Chapter 1

Introduction

Chapter Overview

• Overview of Operating Systems

• Secure Operating Systems

• Basic Concepts in Information Security

• Design of a Secure Operating System

• Threats to a Secure Operating System

• Define the problem (roughly)

What is an Operating System?

Provides/controls access to the various hardware resources in the system.

Runs and administers processes. Tasks:

Mechanisms that enable high performance (efficient use) of computer systems.

Fair process administration. Control access to resources to provide

security.

Figure of an Operating System

Why is security an issue?

• Processes share data and interact in other ways:

– The output of one process is often used by other processes.

– Processes can share information, often across computers or networks.

– Sometimes the shared information is bad-intentioned and wants to share other information which should not be shared.

• The challenge is to develop operating systems which can share information without allowing this behavior.

The state of Security in Operating Systems

• Formal security models and mechanisms have been defined, but they do not completely apply to practical systems.

• Two kinds of operating systems:

– Constrained, very secure systems

– General purpose systems with a low level of security assurance.

• Recent advances are improving both kinds of operating systems.

What is a Secure Operating System?

• A Secure Operating System provides security mechanisms that ensure that the system's security goals are enforced despite the threats faced by the system.

• It is an ideal, because it is impossible to write a bug-free program.

• It is an oxymoron in the sense that an OS is too complicated to be secure.

Security Goals

• Define the operations that can be executed by a system while still preventing unauthorized operations.

• Should be defined at a high abstraction level.

• Should be implementable and demonstrable.

Basic Concepts in Information Security

• Confidentiality: Keeping data from being given to forbidden parties.

• Integrity: Keeping data from being modified except by authorized parties

• Availability: Making it possible for data to be accessed by those who are supposed to access it.

Basic Parties and concepts in Operating Systems Security

• Subjects: Programs/processes (acting on a user's behalf)

• Objects: files, sockets and other system resources.

• Operations: What the subjects can do on the objects (e.g. read, write, append, update, execute, etc.)

The Security Quandary

• Security goals should be defined so they can be verified: functional goals are insufficient.

• Confidentiality and integrity goals are so restrictive that they prevent function in favor of security.

• New technology, for example virtual machine technology, may bridge the gap.

• Also, general purpose OS's may now be capable of expressing and enforcing security goals.

The Trust Model

• A system's Trust Model consists of the software and data upon which the system depends for system security.

• For an OS, it is called its “Trusted Computing Base” (TCB)

• Ideally, the TCB should be minimal.

• In a monolithic OS there are no boundaries, so the TCB is the whole OS!

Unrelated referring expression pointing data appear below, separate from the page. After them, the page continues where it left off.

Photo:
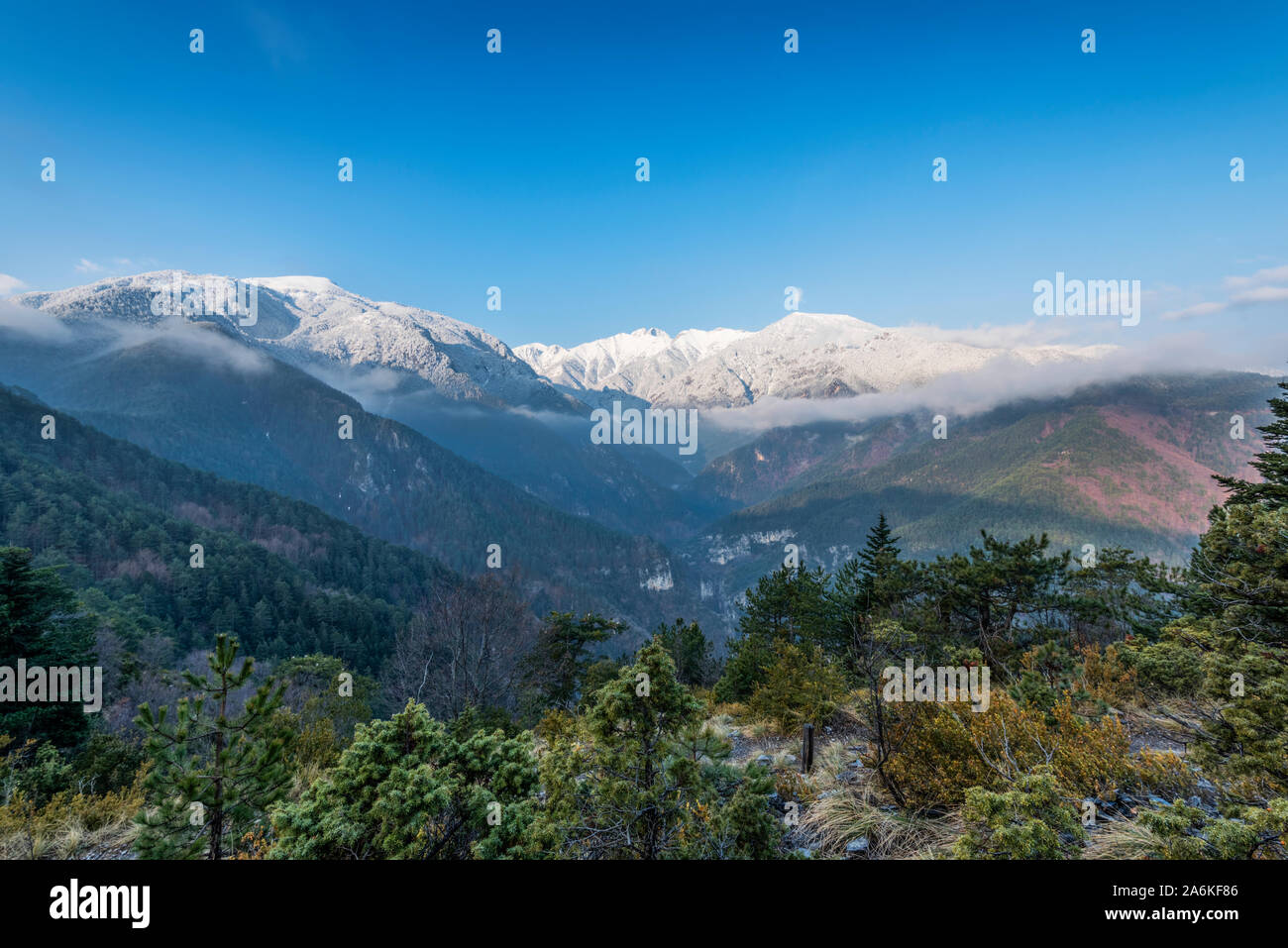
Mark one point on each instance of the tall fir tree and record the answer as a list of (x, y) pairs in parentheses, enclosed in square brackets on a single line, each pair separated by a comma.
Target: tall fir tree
[(213, 773), (1271, 463)]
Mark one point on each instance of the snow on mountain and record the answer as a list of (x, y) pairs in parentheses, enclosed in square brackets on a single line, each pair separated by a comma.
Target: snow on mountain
[(636, 363), (800, 356), (317, 325)]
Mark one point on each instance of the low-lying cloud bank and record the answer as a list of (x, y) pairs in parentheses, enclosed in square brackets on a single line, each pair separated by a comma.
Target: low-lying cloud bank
[(1001, 381)]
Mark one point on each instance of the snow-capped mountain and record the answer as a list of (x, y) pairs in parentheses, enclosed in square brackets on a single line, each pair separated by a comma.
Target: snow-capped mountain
[(635, 363), (800, 356), (312, 322)]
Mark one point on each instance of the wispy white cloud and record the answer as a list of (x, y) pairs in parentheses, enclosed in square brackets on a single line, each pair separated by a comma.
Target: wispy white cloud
[(1243, 292)]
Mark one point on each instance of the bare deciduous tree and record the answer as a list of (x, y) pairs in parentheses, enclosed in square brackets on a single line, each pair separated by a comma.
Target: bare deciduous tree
[(462, 648)]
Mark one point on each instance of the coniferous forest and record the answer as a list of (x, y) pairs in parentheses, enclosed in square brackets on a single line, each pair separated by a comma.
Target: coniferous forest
[(309, 693)]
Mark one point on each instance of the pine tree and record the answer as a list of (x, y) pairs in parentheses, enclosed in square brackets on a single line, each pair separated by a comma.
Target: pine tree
[(636, 779), (691, 651), (411, 788), (213, 773), (1271, 463)]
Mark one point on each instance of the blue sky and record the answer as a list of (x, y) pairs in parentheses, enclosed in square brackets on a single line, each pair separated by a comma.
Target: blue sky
[(768, 168)]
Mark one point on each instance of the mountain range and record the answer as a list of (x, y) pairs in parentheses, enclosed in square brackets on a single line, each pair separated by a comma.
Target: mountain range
[(459, 441)]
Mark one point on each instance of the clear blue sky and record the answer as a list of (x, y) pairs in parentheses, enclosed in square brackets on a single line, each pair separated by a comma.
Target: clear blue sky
[(768, 168)]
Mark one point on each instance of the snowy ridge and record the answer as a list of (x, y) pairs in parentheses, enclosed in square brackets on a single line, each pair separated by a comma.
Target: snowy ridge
[(800, 356), (310, 321)]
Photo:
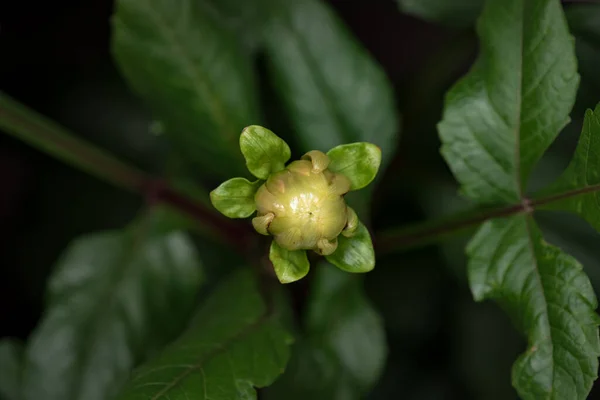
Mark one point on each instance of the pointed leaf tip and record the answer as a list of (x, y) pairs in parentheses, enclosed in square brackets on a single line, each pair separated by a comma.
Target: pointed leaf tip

• Some programs outside the OS may have to be in the TCB also.

Requirements of the TCB

• The TCB must mediate all security-sensitive operations

• The TCB and its data must be verifiably correct.

• It must be possible to verify that the TCB cannot be altered by processes outside it.

Assumed Threats

• Powerful attacker.

• Can inject operations from the network and may be in control of some of the software in the system.

• Attacker is actively trying to violate security.

The Task of The Secure OS developer

• Protect the TCB from the threats mentioned in the previous slide.

• That way, can maintain security by limiting interactions of processes with data in the system.

• Protecting the TCB is more difficult because it interacts with many untrusted processes.

• Countermeasures for each threat are needed.